Two energy giants, Shell and Equinor, have formalized the merger of their North Sea assets, establishing a joint entity headquartered in Aberdeen, Scotland. This new company, equally owned by both groups, will become the largest independent producer in the UK’s North Sea waters, with an estimated production capacity of 140,000 barrels of oil equivalent per day (boe/d).
The combined production includes Equinor’s 38,000 boe/d and Shell’s 100,000 boe/d. However, this volume remains marginal compared to the global output of the two companies, with Equinor alone producing nearly 2 million boe/d worldwide.
A context marked by the decline of reserves
North Sea oil fields have been in decline for years, reaching maturity.

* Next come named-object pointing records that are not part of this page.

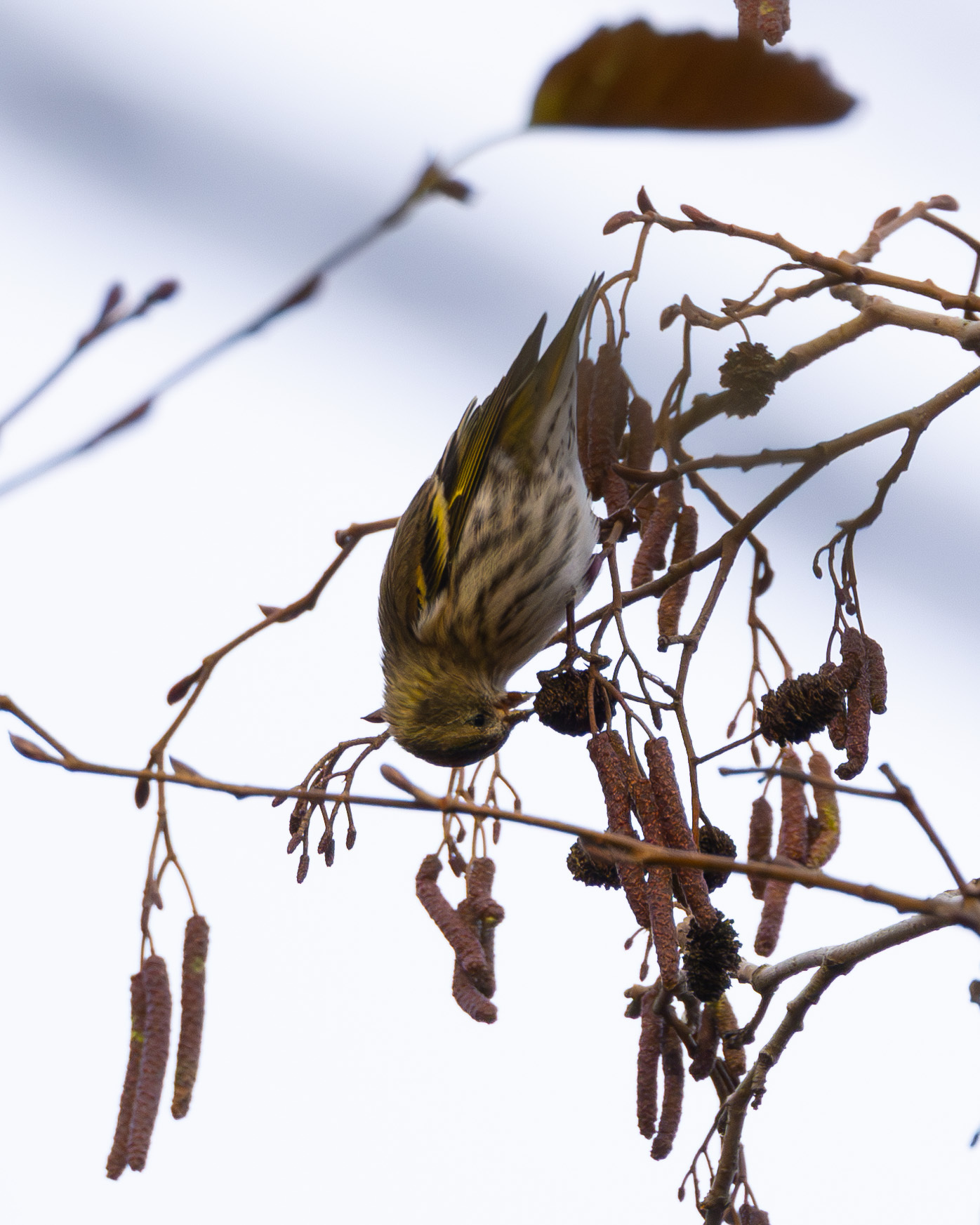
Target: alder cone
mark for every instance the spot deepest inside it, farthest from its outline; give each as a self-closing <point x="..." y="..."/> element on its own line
<point x="710" y="958"/>
<point x="800" y="707"/>
<point x="592" y="871"/>
<point x="562" y="702"/>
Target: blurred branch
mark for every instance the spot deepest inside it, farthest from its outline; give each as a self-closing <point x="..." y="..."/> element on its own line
<point x="432" y="182"/>
<point x="113" y="315"/>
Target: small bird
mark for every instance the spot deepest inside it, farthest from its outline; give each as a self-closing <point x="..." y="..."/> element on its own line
<point x="488" y="557"/>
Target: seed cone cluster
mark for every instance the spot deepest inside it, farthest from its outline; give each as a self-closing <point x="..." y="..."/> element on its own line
<point x="713" y="840"/>
<point x="840" y="697"/>
<point x="710" y="957"/>
<point x="562" y="702"/>
<point x="592" y="871"/>
<point x="750" y="373"/>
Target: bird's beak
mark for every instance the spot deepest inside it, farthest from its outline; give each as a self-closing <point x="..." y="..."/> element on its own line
<point x="506" y="707"/>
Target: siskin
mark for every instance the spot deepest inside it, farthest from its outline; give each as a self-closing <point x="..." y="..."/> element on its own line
<point x="485" y="560"/>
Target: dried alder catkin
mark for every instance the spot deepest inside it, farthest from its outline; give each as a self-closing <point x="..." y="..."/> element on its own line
<point x="607" y="422"/>
<point x="659" y="891"/>
<point x="713" y="840"/>
<point x="640" y="417"/>
<point x="670" y="1111"/>
<point x="473" y="1002"/>
<point x="878" y="675"/>
<point x="192" y="1013"/>
<point x="685" y="547"/>
<point x="675" y="830"/>
<point x="823" y="830"/>
<point x="652" y="552"/>
<point x="153" y="1062"/>
<point x="117" y="1163"/>
<point x="728" y="1026"/>
<point x="480" y="914"/>
<point x="793" y="845"/>
<point x="707" y="1044"/>
<point x="760" y="840"/>
<point x="853" y="647"/>
<point x="651" y="1029"/>
<point x="462" y="939"/>
<point x="607" y="753"/>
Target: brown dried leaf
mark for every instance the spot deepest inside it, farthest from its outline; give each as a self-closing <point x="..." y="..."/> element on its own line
<point x="637" y="77"/>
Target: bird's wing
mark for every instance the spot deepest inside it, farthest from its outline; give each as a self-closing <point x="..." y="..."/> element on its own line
<point x="462" y="468"/>
<point x="536" y="397"/>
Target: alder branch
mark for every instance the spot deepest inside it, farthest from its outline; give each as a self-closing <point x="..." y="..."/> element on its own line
<point x="112" y="317"/>
<point x="615" y="847"/>
<point x="832" y="963"/>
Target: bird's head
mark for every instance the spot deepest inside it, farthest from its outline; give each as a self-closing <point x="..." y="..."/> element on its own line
<point x="451" y="718"/>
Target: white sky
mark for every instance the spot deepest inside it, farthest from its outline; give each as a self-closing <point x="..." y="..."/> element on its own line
<point x="230" y="145"/>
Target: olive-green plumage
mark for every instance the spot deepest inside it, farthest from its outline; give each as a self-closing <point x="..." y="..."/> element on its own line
<point x="493" y="548"/>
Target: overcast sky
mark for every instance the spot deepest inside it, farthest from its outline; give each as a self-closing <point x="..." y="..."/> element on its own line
<point x="230" y="145"/>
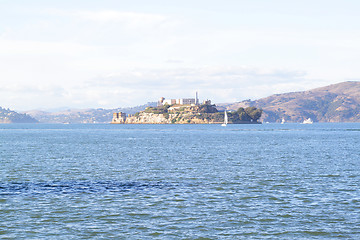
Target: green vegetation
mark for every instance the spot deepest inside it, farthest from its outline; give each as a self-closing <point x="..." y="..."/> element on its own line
<point x="8" y="116"/>
<point x="203" y="114"/>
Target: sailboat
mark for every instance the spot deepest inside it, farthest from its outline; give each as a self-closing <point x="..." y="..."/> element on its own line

Shell and Equinor hope that this merger will maximize the exploitation of remaining resources while reducing operational costs. According to their statements, this partnership aims to maintain the profitable extraction of a strategic resource for the UK.
The merger, effective from January 1, 2025, will not involve any cash transactions between the parties, as confirmed by Equinor. Key projects in the new portfolio include the Rosebank oil and gas field, which is already controversial and subject to legal battles. Both companies are also exploring opportunities to take this entity public in the medium term.
Economic and environmental reactions
On the markets, the announcement triggered mixed reactions: at the Oslo Stock Exchange, Equinor’s shares rose slightly by 0.13%, while Shell’s shares fell by nearly 1% in London.
Environmental criticism did not take long to emerge. Greenpeace denounced the move as an attempt to “conceal the terminal decline of the industry” and reiterated its call for the UK government to ban new oil permits. The NGO also highlighted environmental and legal challenges tied to projects like Rosebank.
Retention of strategic assets and diversification
Despite this merger, both companies will retain individual strategic assets. Equinor will keep its transboundary Norway-UK fields as well as its renewable energy projects, particularly offshore wind. Meanwhile, Shell will continue to operate its Fife liquefied natural gas plant, the St Fergus gas terminal, and its ongoing offshore wind developments.
As the oil industry faces increasing challenges, this merger highlights the need for major companies to adapt to economic realities and environmental pressures. However, questions remain about the long-term viability of such operations amid ongoing energy transitions.